İkincisi: Aramızda ekonomik, ticari, iyi komşuluk ya da kültürel antlaşmalar olan devletler ile antlaşmaların belirttiği şartlara uygun olarak ilişkiye girilir. Çünkü İslam antlaşmaları caiz görür. Allah Subhânehu ve Teâlâ şöyle buyurdu:  إِلَّا الَّذِينَ يَصِلُونَ إِلَى قَوْمٍ بَيْنَكُمْ وَبَيْنَهُمْ مِيثَاقٌ "Ancak sizinle aralarında misak olan bir topluma sığınmış bulunanlar." [Nisa 90] Misak, antlaşma demektir. Nebî SallAllahu Aleyhi ve Sellem antlaşmalar yaptı, İslam'a aykırı şart müstesna antlaşma şartlarına bağlı kaldı.  فَمَا بَالُ أَقْوَامٍ يَشْتَرِطُونَ شُرُوطًا لَيْسَتْ فِي كِتَابِ اللَّهِ مَا كَانَ مِنْ شَرْطٍ لَيْسَ فِي كِتَابِ اللَّهِ عَزَّ وَجَلَّ فَهُوَ بَاطِلٌ وَإِنْ كَانَ مِائَةَ شَرْطٍ كِتَابُ اللَّهِ أَحَقُّ وَشَرْطُ اللَّهِ أَوْثَقُ "Bir takım adamlara ne oluyor ki, Allah'ın Kitabı'nda olmayan bir takım şartlar ileri sürüyorlar! Her kim Allah'ın Kitabı'nda bulunmayan bir şartla şart kılarsa o şart batıldır, hükümsüzdür. Allah'ın şartı daha haklı ve daha kuvvetlidir."
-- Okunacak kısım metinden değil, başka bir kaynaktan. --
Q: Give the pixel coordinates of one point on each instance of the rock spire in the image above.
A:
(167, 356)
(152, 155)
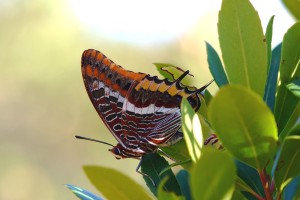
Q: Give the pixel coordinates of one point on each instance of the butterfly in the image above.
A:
(141, 111)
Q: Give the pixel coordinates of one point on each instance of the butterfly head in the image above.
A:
(120, 151)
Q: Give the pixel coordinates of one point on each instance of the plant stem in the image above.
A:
(266, 184)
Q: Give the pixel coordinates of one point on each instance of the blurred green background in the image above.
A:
(43, 101)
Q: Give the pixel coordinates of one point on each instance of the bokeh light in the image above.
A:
(43, 101)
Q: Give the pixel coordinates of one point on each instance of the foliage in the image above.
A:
(258, 127)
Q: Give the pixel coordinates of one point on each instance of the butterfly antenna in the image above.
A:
(94, 140)
(204, 87)
(182, 76)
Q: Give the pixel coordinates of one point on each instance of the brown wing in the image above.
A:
(107, 85)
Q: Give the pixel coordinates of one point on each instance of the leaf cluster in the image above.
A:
(254, 116)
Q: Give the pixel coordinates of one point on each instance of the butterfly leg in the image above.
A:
(143, 174)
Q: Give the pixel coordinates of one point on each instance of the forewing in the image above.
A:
(107, 85)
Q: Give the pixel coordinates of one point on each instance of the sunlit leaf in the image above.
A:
(271, 85)
(163, 195)
(178, 152)
(213, 176)
(244, 50)
(192, 130)
(294, 87)
(215, 66)
(82, 193)
(294, 7)
(269, 32)
(244, 124)
(183, 178)
(286, 101)
(289, 161)
(292, 190)
(113, 184)
(152, 165)
(250, 177)
(237, 195)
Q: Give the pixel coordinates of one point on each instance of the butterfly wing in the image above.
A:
(151, 112)
(107, 85)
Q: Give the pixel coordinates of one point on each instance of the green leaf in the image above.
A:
(213, 176)
(269, 32)
(271, 86)
(294, 87)
(289, 162)
(244, 50)
(183, 178)
(113, 184)
(295, 130)
(294, 7)
(82, 193)
(171, 72)
(286, 102)
(152, 165)
(244, 124)
(191, 130)
(215, 66)
(250, 177)
(292, 190)
(237, 195)
(178, 152)
(293, 120)
(163, 195)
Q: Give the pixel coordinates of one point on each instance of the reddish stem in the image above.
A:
(266, 184)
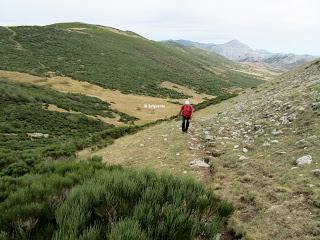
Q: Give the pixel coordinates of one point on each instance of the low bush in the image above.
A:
(126, 204)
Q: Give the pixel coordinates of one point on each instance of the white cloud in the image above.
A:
(286, 25)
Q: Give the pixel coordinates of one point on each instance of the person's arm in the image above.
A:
(181, 109)
(193, 109)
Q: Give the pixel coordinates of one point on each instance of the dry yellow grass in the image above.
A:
(161, 147)
(113, 121)
(133, 105)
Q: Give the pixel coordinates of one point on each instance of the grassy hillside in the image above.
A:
(114, 59)
(256, 143)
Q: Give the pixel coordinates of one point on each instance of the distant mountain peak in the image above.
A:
(237, 44)
(237, 51)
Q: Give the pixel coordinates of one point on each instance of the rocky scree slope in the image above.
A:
(265, 157)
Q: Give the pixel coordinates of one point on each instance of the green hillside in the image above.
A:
(114, 59)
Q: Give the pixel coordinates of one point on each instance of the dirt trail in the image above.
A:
(161, 147)
(18, 45)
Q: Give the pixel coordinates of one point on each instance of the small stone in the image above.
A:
(208, 137)
(281, 153)
(307, 159)
(199, 163)
(276, 132)
(284, 120)
(316, 172)
(38, 135)
(266, 144)
(243, 158)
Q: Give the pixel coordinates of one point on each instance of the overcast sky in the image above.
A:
(276, 25)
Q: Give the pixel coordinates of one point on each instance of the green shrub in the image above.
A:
(147, 205)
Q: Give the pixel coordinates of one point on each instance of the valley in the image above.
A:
(93, 111)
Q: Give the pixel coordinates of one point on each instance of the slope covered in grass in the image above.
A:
(29, 133)
(113, 59)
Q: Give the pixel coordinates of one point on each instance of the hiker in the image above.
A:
(186, 112)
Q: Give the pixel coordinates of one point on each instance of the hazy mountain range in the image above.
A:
(240, 52)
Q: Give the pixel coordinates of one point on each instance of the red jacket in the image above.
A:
(187, 110)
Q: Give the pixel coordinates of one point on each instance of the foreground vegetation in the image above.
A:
(45, 193)
(115, 59)
(108, 203)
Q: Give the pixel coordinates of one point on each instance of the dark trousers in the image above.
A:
(185, 124)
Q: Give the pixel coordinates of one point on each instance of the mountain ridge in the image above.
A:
(237, 51)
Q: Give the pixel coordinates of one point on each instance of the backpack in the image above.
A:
(187, 111)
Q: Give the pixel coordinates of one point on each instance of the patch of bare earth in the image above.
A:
(162, 147)
(113, 121)
(145, 108)
(195, 96)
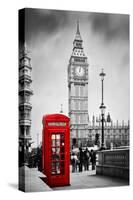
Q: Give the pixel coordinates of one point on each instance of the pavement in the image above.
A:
(78, 180)
(89, 179)
(30, 180)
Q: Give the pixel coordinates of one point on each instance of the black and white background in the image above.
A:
(9, 97)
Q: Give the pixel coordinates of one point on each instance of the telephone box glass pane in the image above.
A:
(57, 136)
(57, 153)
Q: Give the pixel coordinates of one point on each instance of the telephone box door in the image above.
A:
(56, 156)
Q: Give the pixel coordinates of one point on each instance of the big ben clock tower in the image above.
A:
(78, 92)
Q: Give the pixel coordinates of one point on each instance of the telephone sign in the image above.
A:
(56, 149)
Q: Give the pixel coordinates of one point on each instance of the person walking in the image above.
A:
(73, 162)
(86, 159)
(93, 159)
(80, 160)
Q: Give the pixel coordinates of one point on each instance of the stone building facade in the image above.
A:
(115, 134)
(25, 106)
(78, 91)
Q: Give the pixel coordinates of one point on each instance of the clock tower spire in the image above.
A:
(78, 92)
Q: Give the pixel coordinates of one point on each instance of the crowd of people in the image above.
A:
(82, 160)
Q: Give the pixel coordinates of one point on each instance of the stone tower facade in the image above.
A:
(78, 92)
(25, 106)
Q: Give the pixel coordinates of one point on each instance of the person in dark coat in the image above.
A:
(80, 159)
(86, 159)
(93, 159)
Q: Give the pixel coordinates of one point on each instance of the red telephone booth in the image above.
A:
(56, 149)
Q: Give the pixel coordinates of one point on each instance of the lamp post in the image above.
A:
(102, 107)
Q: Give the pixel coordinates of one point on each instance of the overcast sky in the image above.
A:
(50, 35)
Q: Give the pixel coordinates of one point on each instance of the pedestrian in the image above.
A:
(93, 159)
(76, 161)
(73, 162)
(86, 159)
(80, 159)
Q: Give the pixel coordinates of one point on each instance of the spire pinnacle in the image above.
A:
(78, 36)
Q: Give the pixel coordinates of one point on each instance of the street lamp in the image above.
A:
(102, 107)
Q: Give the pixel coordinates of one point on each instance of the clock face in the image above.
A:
(80, 71)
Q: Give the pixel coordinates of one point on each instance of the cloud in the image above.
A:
(110, 26)
(41, 22)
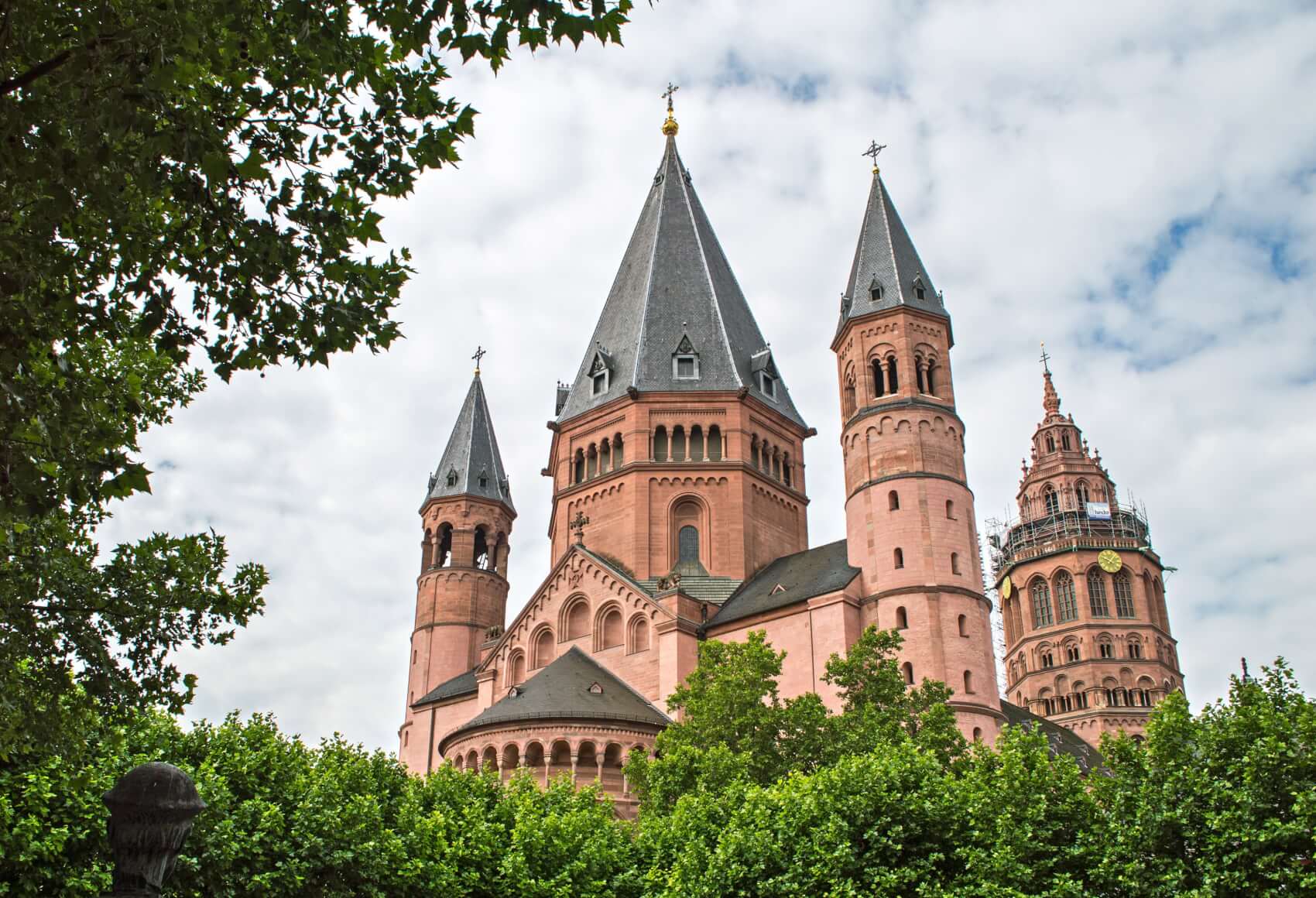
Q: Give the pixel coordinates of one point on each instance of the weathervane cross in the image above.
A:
(671, 88)
(578, 527)
(874, 149)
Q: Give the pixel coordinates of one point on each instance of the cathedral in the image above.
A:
(680, 492)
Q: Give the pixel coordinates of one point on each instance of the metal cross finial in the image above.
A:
(671, 88)
(578, 527)
(874, 149)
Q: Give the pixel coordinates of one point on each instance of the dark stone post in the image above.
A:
(150, 811)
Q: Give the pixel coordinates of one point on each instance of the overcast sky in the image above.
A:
(1132, 183)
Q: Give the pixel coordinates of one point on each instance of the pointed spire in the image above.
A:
(471, 464)
(886, 272)
(1050, 399)
(674, 293)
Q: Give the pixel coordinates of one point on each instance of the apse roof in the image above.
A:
(674, 294)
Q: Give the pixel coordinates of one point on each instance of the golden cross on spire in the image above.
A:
(874, 149)
(670, 127)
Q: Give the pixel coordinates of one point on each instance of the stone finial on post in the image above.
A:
(150, 813)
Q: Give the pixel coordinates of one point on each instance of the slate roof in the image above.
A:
(471, 454)
(674, 286)
(802, 576)
(1060, 740)
(886, 259)
(561, 691)
(458, 685)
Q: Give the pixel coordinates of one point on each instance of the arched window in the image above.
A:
(1122, 594)
(543, 648)
(637, 635)
(1066, 605)
(697, 444)
(482, 550)
(687, 544)
(1096, 594)
(1041, 605)
(444, 550)
(609, 629)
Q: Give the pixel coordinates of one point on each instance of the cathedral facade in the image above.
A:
(680, 494)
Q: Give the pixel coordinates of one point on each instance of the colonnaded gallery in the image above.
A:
(680, 494)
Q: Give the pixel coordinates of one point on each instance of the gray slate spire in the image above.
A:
(674, 293)
(887, 270)
(471, 464)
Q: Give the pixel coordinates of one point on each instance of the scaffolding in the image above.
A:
(1013, 541)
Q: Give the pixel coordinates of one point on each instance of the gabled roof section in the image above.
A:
(886, 272)
(674, 283)
(789, 580)
(564, 691)
(471, 464)
(1060, 740)
(458, 685)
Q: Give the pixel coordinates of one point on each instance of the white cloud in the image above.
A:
(1040, 156)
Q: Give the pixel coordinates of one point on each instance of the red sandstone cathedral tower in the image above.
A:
(461, 593)
(1088, 631)
(910, 514)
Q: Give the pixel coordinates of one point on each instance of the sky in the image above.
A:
(1133, 183)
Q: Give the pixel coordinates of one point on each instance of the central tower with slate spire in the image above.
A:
(910, 514)
(678, 437)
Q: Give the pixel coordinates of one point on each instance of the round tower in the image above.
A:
(461, 593)
(910, 514)
(1088, 631)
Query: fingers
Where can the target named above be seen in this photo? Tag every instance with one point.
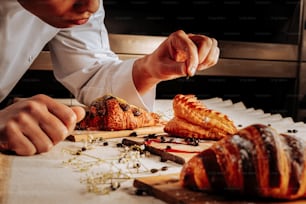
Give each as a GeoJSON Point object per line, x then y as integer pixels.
{"type": "Point", "coordinates": [208, 50]}
{"type": "Point", "coordinates": [36, 125]}
{"type": "Point", "coordinates": [184, 51]}
{"type": "Point", "coordinates": [194, 52]}
{"type": "Point", "coordinates": [79, 112]}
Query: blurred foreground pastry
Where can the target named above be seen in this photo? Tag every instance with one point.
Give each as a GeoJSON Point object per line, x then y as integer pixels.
{"type": "Point", "coordinates": [193, 119]}
{"type": "Point", "coordinates": [114, 113]}
{"type": "Point", "coordinates": [257, 161]}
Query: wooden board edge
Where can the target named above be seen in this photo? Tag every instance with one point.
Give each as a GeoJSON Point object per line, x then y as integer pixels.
{"type": "Point", "coordinates": [84, 135]}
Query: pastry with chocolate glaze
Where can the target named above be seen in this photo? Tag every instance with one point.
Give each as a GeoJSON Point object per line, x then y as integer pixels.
{"type": "Point", "coordinates": [193, 119]}
{"type": "Point", "coordinates": [113, 113]}
{"type": "Point", "coordinates": [256, 162]}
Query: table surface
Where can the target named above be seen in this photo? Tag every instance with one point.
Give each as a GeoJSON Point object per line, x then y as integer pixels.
{"type": "Point", "coordinates": [60, 176]}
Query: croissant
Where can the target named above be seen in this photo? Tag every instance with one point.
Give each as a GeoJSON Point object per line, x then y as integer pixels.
{"type": "Point", "coordinates": [256, 161]}
{"type": "Point", "coordinates": [193, 119]}
{"type": "Point", "coordinates": [113, 113]}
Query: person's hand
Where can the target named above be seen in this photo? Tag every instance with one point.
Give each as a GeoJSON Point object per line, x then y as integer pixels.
{"type": "Point", "coordinates": [179, 55]}
{"type": "Point", "coordinates": [36, 124]}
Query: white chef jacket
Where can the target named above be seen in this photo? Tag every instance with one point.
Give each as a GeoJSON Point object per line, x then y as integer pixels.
{"type": "Point", "coordinates": [81, 55]}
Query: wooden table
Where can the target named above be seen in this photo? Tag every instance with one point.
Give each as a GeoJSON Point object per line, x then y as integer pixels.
{"type": "Point", "coordinates": [53, 177]}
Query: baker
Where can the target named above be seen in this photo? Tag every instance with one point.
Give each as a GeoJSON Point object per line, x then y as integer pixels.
{"type": "Point", "coordinates": [83, 63]}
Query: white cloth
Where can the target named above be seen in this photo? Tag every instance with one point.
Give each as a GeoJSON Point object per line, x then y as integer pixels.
{"type": "Point", "coordinates": [83, 60]}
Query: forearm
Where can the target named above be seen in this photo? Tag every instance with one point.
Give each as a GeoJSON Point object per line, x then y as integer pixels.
{"type": "Point", "coordinates": [144, 81]}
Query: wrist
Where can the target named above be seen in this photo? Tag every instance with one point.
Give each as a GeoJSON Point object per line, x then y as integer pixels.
{"type": "Point", "coordinates": [143, 79]}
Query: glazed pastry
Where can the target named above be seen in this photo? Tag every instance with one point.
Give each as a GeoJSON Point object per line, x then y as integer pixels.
{"type": "Point", "coordinates": [113, 113]}
{"type": "Point", "coordinates": [256, 161]}
{"type": "Point", "coordinates": [193, 119]}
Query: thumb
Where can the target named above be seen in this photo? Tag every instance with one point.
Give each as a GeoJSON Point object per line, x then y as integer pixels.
{"type": "Point", "coordinates": [79, 112]}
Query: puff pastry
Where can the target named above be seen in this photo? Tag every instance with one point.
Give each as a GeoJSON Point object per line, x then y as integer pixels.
{"type": "Point", "coordinates": [113, 113]}
{"type": "Point", "coordinates": [193, 119]}
{"type": "Point", "coordinates": [256, 161]}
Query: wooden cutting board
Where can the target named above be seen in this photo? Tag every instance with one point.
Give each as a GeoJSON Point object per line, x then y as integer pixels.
{"type": "Point", "coordinates": [172, 148]}
{"type": "Point", "coordinates": [84, 135]}
{"type": "Point", "coordinates": [168, 189]}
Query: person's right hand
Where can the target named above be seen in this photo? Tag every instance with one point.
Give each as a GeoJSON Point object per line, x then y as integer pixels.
{"type": "Point", "coordinates": [36, 124]}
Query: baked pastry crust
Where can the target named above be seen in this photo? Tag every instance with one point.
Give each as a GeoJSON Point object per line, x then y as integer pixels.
{"type": "Point", "coordinates": [256, 161]}
{"type": "Point", "coordinates": [113, 113]}
{"type": "Point", "coordinates": [193, 119]}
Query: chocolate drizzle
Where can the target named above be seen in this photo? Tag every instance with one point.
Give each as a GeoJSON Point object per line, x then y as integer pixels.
{"type": "Point", "coordinates": [247, 162]}
{"type": "Point", "coordinates": [294, 149]}
{"type": "Point", "coordinates": [271, 151]}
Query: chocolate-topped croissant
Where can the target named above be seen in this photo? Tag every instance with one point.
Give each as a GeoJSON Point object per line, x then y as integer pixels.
{"type": "Point", "coordinates": [113, 113]}
{"type": "Point", "coordinates": [256, 161]}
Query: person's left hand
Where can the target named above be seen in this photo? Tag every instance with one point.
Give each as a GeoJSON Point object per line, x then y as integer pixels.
{"type": "Point", "coordinates": [179, 55]}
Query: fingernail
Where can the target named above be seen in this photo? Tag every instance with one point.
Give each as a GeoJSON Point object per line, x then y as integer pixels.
{"type": "Point", "coordinates": [193, 70]}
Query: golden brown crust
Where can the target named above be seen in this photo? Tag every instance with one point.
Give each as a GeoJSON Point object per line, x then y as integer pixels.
{"type": "Point", "coordinates": [113, 113]}
{"type": "Point", "coordinates": [193, 119]}
{"type": "Point", "coordinates": [255, 161]}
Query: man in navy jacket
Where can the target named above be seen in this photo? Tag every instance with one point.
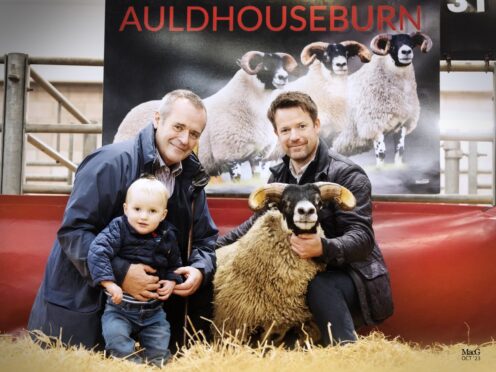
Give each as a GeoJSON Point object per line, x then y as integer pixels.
{"type": "Point", "coordinates": [68, 303]}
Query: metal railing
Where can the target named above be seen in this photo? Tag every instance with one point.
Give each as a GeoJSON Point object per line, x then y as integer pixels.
{"type": "Point", "coordinates": [18, 69]}
{"type": "Point", "coordinates": [18, 72]}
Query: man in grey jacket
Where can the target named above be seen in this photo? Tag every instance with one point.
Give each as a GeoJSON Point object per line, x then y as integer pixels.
{"type": "Point", "coordinates": [354, 290]}
{"type": "Point", "coordinates": [68, 303]}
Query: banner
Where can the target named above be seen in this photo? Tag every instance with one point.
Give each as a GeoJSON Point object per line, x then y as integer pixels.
{"type": "Point", "coordinates": [378, 104]}
{"type": "Point", "coordinates": [468, 29]}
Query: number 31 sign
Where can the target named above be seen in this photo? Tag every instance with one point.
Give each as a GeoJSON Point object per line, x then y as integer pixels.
{"type": "Point", "coordinates": [469, 6]}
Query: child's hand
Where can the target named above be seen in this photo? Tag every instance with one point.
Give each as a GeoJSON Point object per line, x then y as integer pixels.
{"type": "Point", "coordinates": [165, 290]}
{"type": "Point", "coordinates": [114, 290]}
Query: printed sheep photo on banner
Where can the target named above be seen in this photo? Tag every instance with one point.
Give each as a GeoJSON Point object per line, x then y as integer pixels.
{"type": "Point", "coordinates": [260, 285]}
{"type": "Point", "coordinates": [327, 81]}
{"type": "Point", "coordinates": [237, 131]}
{"type": "Point", "coordinates": [383, 98]}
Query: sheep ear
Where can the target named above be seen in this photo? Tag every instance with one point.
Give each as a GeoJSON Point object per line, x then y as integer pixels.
{"type": "Point", "coordinates": [247, 58]}
{"type": "Point", "coordinates": [380, 44]}
{"type": "Point", "coordinates": [355, 48]}
{"type": "Point", "coordinates": [425, 42]}
{"type": "Point", "coordinates": [341, 195]}
{"type": "Point", "coordinates": [289, 62]}
{"type": "Point", "coordinates": [268, 193]}
{"type": "Point", "coordinates": [309, 53]}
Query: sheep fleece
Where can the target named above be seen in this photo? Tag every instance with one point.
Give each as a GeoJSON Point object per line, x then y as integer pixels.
{"type": "Point", "coordinates": [260, 280]}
Üçüncüsü: Aramızda antlaşmalar olmayan devletler, İngiltere, Amerika, Fransa gibi fiili sömürgeci devletler ve Rusya gibi ülkemize tamah eden devletler, hükmen harbi devletler olarak kabul edilirler. Bunlara yönelik tüm önlemler alınır. Bunlarla herhangi bir diplomatik ilişki kurmak caiz olmaz. Bunlardan biri İslami beldelere saldırmış ise fiili harbi devlete dönüşür. Bu devletler, İslami beldeler üzerindeki kontrolünü genişletmek ve nüfuz etmek için uğraşıyor. Allah Subhânehu ve Teâlâ kâfirlerin üzerimize bir yol bulmalarından bizi sakındırıyor. Allah Subhânehu ve Teâlâ şöyle buyuruyor:  وَلَنْ يَجْعَلَ اللَّهُ لِلْكَافِرِينَ عَلَى الْمُؤْمِنِينَ سَبِيلًا "Allah, müminlerin aleyhine kâfirlere hiçbir yol vermeyecektir." [Nisa 141] Ayet haber sığasında gelmiş ise de ancak kâfirlerin üzerimize bir otorite kurmalarının yasak olduğuna dair bir taleptir.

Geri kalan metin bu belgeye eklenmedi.